A Basilea nel 1967, la fondazione nata dall’eredità di un piccolo quanto acuto imprenditore dell’inizio del XX secolo, Rudolph Staechelin, e che aveva depositato in prestito nel museo il nucleo centrale della sua raccolta di pittori cubisti, decide, per superare una crisi di liquidità, di vendere sul mercato internazionale due dipinti di Picasso. Viene lanciata con successo una sottoscrizione presso i cittadini per l’acquisto. A New York il Met oggi occupa uno spazio di 190mila metri quadri, venti volte quello d’origine. L’edificio è di proprietà della città che garantisce la manutenzione e la custodia, la sua amministrazione è retta da un consiglio misto. All’inizio del XX secolo il contributo pubblico era del 93%, quello privato del 7%. Alla fine del XX secolo le percentuali erano invertite. All’opposto di queste genesi esemplari stanno gli Uffizi di Firenze, l’Ambrosiana di Milano, l’Archeologico di Napoli. Nascono tutti dalle volontà del principe, di Stato o di Chiesa, di trasferire le sue collezioni dall’ambito del godimento personale a quello della fruizione pubblica. Non sono generati dalla volontà della comunità che trasferisce oggetti ma da quella principesca che offre raccolte già costituite. Fra questo modello aristocratico italiano e quello cittadino si sviluppano gli esperimenti francesi del Louvre dove la collezione della monarchia si integra con le confische e viene ordinato da Vivant Denon durante la Rivoluzione e l’impero. Analogo è l’esperimento russo dell’Ermitage dove le collezioni di Caterina II nel suo palazzo d’Inverno vengono aperte al pubblico da Nicola I nel 1852 e si integrano ulteriormente con le confische bolsceviche.

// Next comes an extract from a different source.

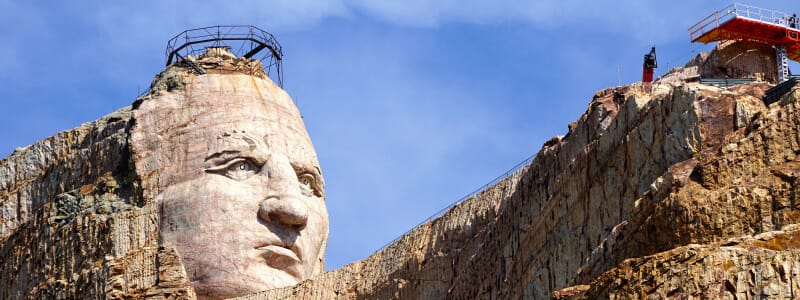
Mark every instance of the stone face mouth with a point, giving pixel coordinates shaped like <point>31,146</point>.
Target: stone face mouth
<point>279,256</point>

L’Italia rimane particolare. Solo il museo di Brera, voluto dall’Impero napoleonico, rientra nella categoria dei musei sorti per dislocamento di opere già collocate altrove. Sorge da contributi forzati di raccolte ecclesiali e museali precedenti. Per il resto il fedecommesso, quell’istituto giuridico testamentario che obbligava l’erede a mantenere integra l’eredità e trasmetterla in toto al proprio successore, aveva garantito, fino alla sua abolizione nel 1865, il mantenimento delle più eminenti fra le raccolte private della penisola. Alcune di queste furono acquistate dallo Stato postunitario e mantenute in loco: così l’origine di musei integri come quello di villa Borghese, raccolta quasi intatta. Così per la collezione Doria Pamphilj, tuttora privata e collocata nella sua sede storica. Così per la raccolta della galleria Corsini nel palazzo omonimo in via della Lungara a Roma. Raccolta questa voluta dal cardinale Neri Corsini, nipote di papa Clemente XII nel Settecento. Il pregio di questa tipologia museale consiste nel proporre al visitatore tagli di storia intatti, storia del gusto e dei costumi, in ambienti magicamente conservati. Il difetto, secondo i parametri didattici ottocenteschi, è la mancanza d’una disposizione educativa alla storia dell’arte secondo parametri di catalogazione accademica. La didattica oggi è affidata a una vasta editoria che l’Ottocento ignorava e alle mostre che spesso ne sono lo stimolo. L’orientamento recente del gusto e del sapere ricerca quindi con attenzione luoghi storici intatti, per via della complessità e “autenticità” che trasmettono. Purtroppo le sovrintendenze non hanno ancora recepito il mutamento del rapporto fra materiali conservati e apprendimento, sicché la galleria Corsini corre oggi il rischio d’essere spogliata per andare a costituire parte del nucleo d’un museo centrale romano, per visitatori, si presume, ancora in redingotta che sono stati iniziati ai misteri delle arti con antichi dagherrotipi.